So I did my second all grain brew yesterday. Found another esky slightly smaller but still way too big aprox 40L. Did single infusion temp went from 68c to 66c so I was pretty happy with that. drained to my fermenting vessel like you suggested and Did a batch sparge at ~76c. I probably should've stirred it through for longer but I pretty much drained it after a few minutes. Anyway I got ~68% efficiency so much better than my first attempt! 

So thanks for your help and suggestions. I am pretty happy with this method for now but I will improve on it by fitting some ball valves and maybe trying to get another smaller esky.. I will continue to build up items for a HERMS system though.


----------



## damoninja (20/10/16)

Sounds like it went well! What size did you end up going for? 

Important thing is do what works for you, there's a balance between time/money/fuckabout find what suits you right.


----------



## tom86 (20/10/16)

damoninja said:


> Sounds like it went well! What size did you end up going for?
> 
> Important thing is do what works for you, there's a balance between time/money/fuckabout find what suits you right.


Boiled ~16-17L. 15L went into the fermentor (og 1.055). I topped up to 19L and got an OG of 1.043. So its not going to be that strong but I am pretty happy with that for now. Might add some dextrose and bump it up a little... In future If I want to do stronger brews I will just to smaller batches with no water top up. I am happy with 15L for now. I can brew more often! I get bored of one type of beer pretty quickly anyway. (at the moment I have an extract stout, belgian wheat and just made this english pale ale/ESB)
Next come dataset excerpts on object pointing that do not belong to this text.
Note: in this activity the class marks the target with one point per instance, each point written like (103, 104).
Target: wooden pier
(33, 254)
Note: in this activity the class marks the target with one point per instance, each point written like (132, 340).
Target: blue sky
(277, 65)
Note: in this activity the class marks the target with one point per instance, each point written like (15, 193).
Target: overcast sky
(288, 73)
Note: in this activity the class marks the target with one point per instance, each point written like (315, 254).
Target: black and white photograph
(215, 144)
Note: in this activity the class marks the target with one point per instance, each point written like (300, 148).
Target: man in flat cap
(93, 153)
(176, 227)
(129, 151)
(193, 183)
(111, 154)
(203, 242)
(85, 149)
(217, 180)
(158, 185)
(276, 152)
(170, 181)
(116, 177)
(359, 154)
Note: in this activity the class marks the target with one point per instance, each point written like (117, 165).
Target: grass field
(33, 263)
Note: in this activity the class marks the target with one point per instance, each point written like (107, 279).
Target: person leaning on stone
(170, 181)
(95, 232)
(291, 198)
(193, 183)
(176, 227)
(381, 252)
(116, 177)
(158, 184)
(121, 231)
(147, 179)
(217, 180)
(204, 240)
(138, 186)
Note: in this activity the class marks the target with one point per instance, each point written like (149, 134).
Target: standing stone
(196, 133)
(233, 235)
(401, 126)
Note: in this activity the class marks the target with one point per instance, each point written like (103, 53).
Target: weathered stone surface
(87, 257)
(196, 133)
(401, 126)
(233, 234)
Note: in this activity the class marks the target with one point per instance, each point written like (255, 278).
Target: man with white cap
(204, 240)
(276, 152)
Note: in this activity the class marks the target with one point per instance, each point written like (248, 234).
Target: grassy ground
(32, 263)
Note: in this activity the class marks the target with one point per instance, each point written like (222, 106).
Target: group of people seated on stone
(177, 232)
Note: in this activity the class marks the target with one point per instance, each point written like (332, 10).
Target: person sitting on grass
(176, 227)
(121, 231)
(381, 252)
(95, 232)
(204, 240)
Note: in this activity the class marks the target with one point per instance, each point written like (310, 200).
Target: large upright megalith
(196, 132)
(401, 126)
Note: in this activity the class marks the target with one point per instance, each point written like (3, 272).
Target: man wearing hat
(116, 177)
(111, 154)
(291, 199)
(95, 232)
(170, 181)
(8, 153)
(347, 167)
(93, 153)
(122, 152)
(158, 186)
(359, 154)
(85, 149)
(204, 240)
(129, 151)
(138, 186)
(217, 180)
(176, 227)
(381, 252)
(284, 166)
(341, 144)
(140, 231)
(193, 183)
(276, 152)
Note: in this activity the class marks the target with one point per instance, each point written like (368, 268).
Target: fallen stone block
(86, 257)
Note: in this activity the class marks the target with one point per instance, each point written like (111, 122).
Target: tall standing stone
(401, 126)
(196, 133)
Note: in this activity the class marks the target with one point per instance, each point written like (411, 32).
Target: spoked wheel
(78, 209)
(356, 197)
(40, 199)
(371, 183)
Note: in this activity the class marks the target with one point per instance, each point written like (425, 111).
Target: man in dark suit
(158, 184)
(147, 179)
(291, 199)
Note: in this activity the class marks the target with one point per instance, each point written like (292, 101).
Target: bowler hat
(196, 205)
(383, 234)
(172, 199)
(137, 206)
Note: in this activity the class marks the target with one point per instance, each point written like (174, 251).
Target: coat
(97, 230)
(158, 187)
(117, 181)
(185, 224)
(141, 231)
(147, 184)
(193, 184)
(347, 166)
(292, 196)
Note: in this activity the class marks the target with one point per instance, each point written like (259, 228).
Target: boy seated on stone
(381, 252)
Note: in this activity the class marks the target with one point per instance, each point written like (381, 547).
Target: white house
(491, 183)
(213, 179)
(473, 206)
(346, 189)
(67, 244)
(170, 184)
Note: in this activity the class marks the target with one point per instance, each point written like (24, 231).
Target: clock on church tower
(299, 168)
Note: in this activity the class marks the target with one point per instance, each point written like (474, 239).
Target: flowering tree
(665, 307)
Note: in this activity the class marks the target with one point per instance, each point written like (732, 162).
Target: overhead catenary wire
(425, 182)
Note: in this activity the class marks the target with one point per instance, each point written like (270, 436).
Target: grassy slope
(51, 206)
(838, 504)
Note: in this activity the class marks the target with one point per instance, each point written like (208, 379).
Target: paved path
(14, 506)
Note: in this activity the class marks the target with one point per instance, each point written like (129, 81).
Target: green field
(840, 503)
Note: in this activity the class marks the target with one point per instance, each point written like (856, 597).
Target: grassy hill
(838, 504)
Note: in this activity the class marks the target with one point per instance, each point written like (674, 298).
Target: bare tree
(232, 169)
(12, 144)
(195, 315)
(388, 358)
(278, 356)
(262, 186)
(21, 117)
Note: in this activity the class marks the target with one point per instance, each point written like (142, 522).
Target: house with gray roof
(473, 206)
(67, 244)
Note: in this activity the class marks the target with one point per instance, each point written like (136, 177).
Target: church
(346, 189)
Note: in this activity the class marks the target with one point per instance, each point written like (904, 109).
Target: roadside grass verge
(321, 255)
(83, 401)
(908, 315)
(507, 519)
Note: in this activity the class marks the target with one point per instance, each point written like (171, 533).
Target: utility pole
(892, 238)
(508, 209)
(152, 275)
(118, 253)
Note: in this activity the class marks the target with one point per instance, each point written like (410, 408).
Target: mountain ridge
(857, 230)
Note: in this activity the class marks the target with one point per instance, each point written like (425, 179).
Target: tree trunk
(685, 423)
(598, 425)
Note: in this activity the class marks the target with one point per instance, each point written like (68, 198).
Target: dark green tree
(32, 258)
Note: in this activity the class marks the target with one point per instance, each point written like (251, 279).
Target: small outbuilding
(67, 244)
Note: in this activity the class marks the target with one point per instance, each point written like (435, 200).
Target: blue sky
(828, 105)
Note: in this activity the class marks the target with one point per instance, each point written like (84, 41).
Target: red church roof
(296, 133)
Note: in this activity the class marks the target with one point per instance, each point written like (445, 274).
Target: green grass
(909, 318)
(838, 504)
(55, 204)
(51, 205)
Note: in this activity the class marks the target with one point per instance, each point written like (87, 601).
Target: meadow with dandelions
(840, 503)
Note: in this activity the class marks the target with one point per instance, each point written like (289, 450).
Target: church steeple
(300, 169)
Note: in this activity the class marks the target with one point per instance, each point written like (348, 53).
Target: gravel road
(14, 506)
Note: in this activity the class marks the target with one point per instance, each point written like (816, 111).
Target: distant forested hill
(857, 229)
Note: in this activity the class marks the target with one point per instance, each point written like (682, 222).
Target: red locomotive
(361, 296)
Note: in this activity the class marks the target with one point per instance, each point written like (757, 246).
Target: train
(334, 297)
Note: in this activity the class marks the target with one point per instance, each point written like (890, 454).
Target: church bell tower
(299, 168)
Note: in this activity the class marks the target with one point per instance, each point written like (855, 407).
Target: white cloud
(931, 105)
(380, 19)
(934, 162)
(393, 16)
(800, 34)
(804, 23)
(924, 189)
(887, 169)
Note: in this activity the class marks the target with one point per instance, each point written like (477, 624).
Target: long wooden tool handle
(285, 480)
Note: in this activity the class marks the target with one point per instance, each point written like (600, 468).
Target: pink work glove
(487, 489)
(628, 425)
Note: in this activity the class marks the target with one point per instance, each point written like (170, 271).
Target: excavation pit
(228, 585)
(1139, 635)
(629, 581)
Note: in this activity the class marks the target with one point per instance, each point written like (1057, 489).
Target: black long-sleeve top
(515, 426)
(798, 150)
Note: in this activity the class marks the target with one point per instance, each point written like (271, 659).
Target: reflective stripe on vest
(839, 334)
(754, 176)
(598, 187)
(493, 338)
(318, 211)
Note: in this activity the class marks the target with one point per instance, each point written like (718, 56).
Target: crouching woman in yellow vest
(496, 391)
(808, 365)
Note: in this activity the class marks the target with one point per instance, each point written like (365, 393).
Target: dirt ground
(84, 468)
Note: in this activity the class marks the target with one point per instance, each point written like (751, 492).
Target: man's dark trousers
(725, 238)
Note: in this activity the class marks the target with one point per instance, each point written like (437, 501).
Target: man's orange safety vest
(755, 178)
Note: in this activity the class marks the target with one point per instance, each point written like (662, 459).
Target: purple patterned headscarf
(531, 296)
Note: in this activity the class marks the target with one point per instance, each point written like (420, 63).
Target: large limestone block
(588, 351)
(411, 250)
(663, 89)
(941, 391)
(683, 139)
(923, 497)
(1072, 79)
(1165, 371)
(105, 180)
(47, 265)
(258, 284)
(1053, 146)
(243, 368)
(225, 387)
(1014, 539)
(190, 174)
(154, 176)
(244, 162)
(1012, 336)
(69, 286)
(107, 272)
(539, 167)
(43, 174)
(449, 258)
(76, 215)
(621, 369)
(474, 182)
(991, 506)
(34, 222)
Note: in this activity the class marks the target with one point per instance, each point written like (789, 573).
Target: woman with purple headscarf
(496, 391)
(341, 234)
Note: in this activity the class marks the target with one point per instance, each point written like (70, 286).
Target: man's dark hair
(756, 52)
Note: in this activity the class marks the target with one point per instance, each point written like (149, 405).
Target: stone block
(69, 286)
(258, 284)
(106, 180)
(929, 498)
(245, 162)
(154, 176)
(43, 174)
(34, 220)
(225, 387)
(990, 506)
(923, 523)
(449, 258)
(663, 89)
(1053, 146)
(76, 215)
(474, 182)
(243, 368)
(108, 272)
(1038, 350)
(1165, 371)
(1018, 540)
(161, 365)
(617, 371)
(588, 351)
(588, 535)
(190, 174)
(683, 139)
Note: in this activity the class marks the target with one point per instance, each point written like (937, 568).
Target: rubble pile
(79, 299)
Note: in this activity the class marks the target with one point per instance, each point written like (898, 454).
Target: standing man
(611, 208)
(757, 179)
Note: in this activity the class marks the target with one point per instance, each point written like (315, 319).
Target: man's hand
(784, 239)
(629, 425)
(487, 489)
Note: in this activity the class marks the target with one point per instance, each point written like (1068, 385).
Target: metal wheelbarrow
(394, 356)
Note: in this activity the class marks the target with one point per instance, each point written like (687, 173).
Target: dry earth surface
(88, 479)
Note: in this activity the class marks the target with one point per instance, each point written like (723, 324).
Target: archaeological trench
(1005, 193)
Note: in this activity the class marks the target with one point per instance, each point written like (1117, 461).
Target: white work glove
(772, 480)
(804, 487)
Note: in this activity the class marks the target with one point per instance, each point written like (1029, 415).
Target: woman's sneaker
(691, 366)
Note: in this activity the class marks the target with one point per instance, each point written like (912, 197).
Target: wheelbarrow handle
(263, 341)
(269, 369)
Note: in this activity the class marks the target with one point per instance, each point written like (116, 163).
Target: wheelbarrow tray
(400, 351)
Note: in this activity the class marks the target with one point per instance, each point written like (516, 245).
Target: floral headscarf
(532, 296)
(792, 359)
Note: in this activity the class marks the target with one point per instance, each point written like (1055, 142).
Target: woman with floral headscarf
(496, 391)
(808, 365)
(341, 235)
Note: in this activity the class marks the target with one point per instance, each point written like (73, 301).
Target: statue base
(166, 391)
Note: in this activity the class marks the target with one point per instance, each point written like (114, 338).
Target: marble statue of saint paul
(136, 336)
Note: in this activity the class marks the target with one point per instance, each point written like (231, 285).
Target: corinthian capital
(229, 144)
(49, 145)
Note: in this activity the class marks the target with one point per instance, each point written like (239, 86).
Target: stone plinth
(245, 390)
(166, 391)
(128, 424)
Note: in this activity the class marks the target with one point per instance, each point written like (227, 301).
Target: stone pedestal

My topic isn't really about Herms anymore.. Sorry.. Ill pick it back up in time.


----------



## Ollie_44 (16/11/16)

Gday Tom, sound like your on your way. Just a comment re a cheap viable kettle and HLT. I started out with 2x50L converted beer kegs. Release pressure, cut top off, add a
1/2" weldless tap and thermometer and your laughing.. could do for about 50 bucks a piece if you know someone with a busted keg they don't want (check out forum or gumtree).. best advice I got is don't scrimp on boil kettle size cause boil overs are a pain. To boil just sit kegs on some bricks and get yourself a 3 ring cast iron burner with high pressure reg. (very slow but it works)

Ps 40l esky/mash tun fine. My first one was about the same.. need every ounce of that space for high gravity stout especially if your getting low efficiency 


Cheers


----------